Eine systematische Verfolgung durch staatliche Organe ist nicht nachweisbar, was allerdings an der vollkommenen Tabuisierung des Themas liegt. Über die Durchführung von Strafverfahren wegen homosexueller oder transsexueller Handlungen liegen deshalb keine Erkenntnisse vor. Es wird allerdings von gewalttätigen Übergriffen bis hin zu Vergewaltigungen homosexueller Männer durch die afghanische Polizei berichtet. Die Betroffenen haben keinen Zugang zum Gesundheitssystem und müssen bei "Entdeckung" den Verlust ihres Arbeitsplatzes und soziale Ausgrenzung fürchten. Daneben kommt es - v. a. auf Grund der starken Geschlechtertrennung - immer wieder zu freiwilligen oder erzwungenen homosexuellen Handlungen zwischen heterosexuellen Männern (LIB S. 192).

1.5.2. Auszug aus der ACCORD-Anfragebeantwortung a-10159 vom 01.06.2017 zur Lage von Apostaten:

"[...]

1.5.2.1. Vom Islam abgefallene Personen (Apostaten):

Das norwegische Herkunftsländerinformationszentrum Landinfo schreibt in einem Bericht vom September 2013, dass Apostasie (Arabisch: ridda) in der klassischen Scharia als "Weggehen" vom Islam verstanden werde und ein Apostat (Arabisch: murtadd) ein Muslim sei, der den Islam verleugne. Apostasie müsse nicht unbedingt bedeuten, dass sich der Apostat einer neuen Glaubensrichtung anschließe. [...]

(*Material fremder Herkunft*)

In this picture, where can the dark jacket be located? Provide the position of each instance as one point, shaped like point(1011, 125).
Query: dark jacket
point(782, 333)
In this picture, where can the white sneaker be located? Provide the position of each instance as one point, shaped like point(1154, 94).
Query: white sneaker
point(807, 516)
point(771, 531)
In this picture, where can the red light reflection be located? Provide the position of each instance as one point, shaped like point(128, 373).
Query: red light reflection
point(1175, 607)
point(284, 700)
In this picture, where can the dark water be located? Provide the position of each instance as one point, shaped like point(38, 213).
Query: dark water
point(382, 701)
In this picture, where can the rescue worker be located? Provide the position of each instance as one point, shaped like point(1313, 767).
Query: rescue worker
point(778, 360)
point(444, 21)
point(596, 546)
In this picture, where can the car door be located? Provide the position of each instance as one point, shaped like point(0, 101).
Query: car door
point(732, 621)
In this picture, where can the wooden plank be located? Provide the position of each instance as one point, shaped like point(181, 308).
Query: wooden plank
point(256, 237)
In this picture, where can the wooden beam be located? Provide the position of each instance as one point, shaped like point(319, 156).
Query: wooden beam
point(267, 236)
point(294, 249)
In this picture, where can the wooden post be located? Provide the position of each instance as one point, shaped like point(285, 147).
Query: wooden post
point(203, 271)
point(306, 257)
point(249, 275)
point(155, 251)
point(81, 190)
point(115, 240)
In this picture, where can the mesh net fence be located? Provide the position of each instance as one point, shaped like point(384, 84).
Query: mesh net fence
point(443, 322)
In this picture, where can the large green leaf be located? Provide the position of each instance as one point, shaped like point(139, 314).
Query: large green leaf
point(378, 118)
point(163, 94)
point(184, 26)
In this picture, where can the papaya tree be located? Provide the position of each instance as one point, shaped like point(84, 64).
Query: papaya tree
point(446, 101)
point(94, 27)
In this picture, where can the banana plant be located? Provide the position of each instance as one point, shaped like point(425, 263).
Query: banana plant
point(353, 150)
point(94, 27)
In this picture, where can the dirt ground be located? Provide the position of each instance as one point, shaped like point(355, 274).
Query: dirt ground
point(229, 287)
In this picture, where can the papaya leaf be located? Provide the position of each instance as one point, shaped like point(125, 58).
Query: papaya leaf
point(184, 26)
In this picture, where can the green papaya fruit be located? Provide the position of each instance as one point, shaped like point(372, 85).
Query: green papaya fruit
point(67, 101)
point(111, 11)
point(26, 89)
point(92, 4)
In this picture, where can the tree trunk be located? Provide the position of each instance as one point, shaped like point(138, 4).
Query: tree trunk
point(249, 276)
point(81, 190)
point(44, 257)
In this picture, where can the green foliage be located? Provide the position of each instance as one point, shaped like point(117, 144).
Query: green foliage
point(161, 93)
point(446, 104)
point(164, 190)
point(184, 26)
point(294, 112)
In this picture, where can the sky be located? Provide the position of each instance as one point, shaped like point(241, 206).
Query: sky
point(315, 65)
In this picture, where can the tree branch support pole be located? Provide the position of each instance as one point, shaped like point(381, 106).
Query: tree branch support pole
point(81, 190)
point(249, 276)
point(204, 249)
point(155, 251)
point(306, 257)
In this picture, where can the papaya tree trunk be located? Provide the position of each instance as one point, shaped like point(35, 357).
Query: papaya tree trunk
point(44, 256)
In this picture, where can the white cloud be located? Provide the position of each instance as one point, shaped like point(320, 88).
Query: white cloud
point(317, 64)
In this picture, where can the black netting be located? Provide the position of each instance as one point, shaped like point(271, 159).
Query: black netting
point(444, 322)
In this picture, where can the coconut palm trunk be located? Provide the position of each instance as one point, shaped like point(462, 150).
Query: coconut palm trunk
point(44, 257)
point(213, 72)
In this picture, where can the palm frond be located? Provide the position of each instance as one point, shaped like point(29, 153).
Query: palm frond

Artikel 2 der Verfassung der Islamischen Republik Afghanistan vom Jänner 2004 legt die "heilige Religion des Islam" als Religion Afghanistans fest. Angehörige anderer Glaubensrichtungen steht es frei, innerhalb der Grenzen des Gesetzes ihren Glauben und ihre religiösen Rituale auszuüben. Gemäß Artikel 3 der Verfassung darf kein Gesetz in Widerspruch zu den Lehren und Vorschriften des Islam stehen. Laut Artikel 7 ist Afghanistan indes verpflichtet, die Bestimmungen der Charta der Vereinten Nationen, zwischenstaatlicher Vereinbarungen, internationaler Vertragswerke, deren Vertragsstaat Afghanistan ist, sowie der Allgemeinen Erklärung der Menschenrechte einzuhalten. Artikel 130 der Verfassung schreibt vor, dass die Gerichte bei der Beurteilung von Fällen die Bestimmungen der Verfassung und anderer Gesetze zu berücksichtigen haben. Wenn es jedoch zu einem Fall keine Bestimmungen in der Verfassung oder anderen Gesetzen gibt, so haben die Gerichte entsprechend der (sunnitischen) hanafitischen Rechtssprechungstradition innerhalb der Grenzen der Verfassung auf eine Art und Weise zu entscheiden, welche am besten geeignet ist, Gerechtigkeit zu gewährleisten. [...]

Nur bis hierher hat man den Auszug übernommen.